Some people mistook the topics #luciferiscoming and #supernatural as some sort of weird cult thing, and Twitter consequently made those topics impossible to search for (although you can still write about them).
- People jumping to conclusions without researching: Dumb
- Twitter intervening (presumably without researching): Dumber
Anyway, it’s great publicity for a great show, so whatever. You can read more about it by visiting this article: Lucifer is Coming: How ‘Supernatural’ Stole Twitter.

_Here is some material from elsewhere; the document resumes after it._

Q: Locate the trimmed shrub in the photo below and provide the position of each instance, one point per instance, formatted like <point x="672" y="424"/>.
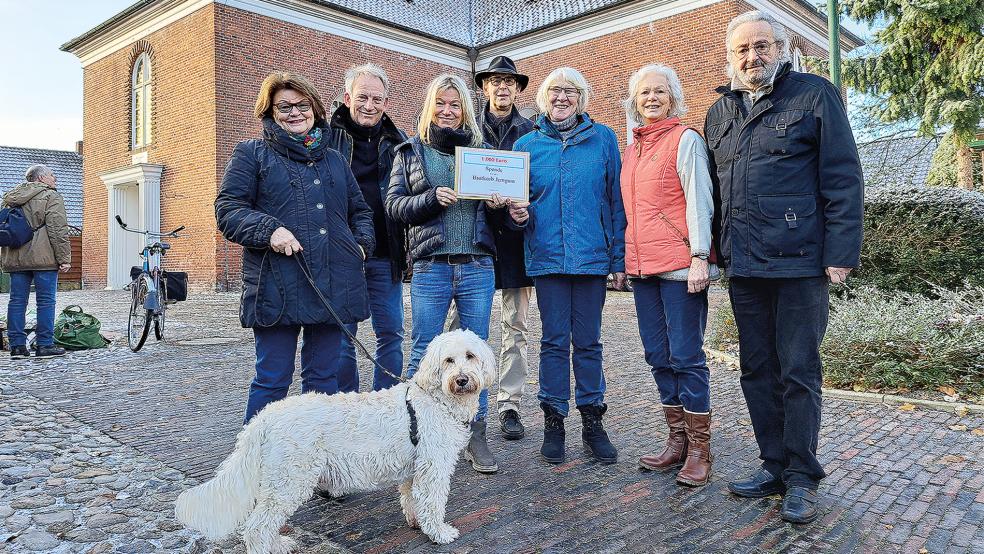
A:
<point x="915" y="239"/>
<point x="893" y="340"/>
<point x="878" y="339"/>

And here’s a haiku I wrote about it:
crazed tweeters, but only to
by Edie Montgomery-Pool
The hot new trend: cuddle parties. What’s that? An article by Libby Copeland in the Seattle Times titled Strangers Attend Cuddle Parties describes it as so:
Thirteen people arrive, mostly in twos and fours, at 1 p.m. They change into pajamas and put on name tags. World music and jazz soften the mood. Mihalko asks them to gather in a “welcome circle” on blankets on the floor. He calls himself “your cuddle lifeguard”…Mihalko tells people to discuss their “cuddle boundaries” and turns them loose. Within minutes, he is bundled up with three women, his legs intertwined with theirs, his expression beatific. Elsewhere, there is foot stroking and a four-person back-massage chain.
A visit to the official Cuddle Party website, cuddleparty.com, reveals the rules of the Cuddle Party:
- Pajamas stay on the whole time.
- You don’t have to cuddle anyone at a Cuddle Party, ever.
- You must ask permission and receive a verbal YES before you touch anyone. (Be as specific in your request as you can.)
- If you’re a yes, say YES. If you’re a no, say NO.
- If you’re a maybe, say NO.
- You are encouraged to change your mind anytime you want.
Respect your relationship agreements and communicate with your partner.
- Get your Cuddle Lifeguard On Duty or Cuddle Caddy if you have a question or concern or need assistance with anything during the Cuddle Party.
- Tears and laughter are both welcome.
- Respect people’s privacy when sharing about Cuddle Parties and do not gossip.
- Arrive on time.
- Be hygienically savvy.
Personally, I don’t even like slow-dancing with someone I don’t know because it seems too intimate to me. Come to think of it, I don’t even like slow-dancing with some people I do know. The author of the blog post Cuddle Party from the blog, Edge of Everywhere, has a similar take on things:
I can only understand physical contact in the context of a close relationship, whether it’s with family, friends, or a partner. I mean, isn’t affection about liking and caring about someone? I just don’t get how people can take a shortcut to intimacy without actually knowing and liking each other.
That’s not to say that cuddle parties don’t have merit for some people. I’m a firm believer in if it feels good and you’re not hurting anybody — do it. Just don’t do it with me.
So, what do you think? Would you pay $30+ to go to a three-and-a-half hour (yes I said 3 1/2 hours!) party to cuddle with strangers?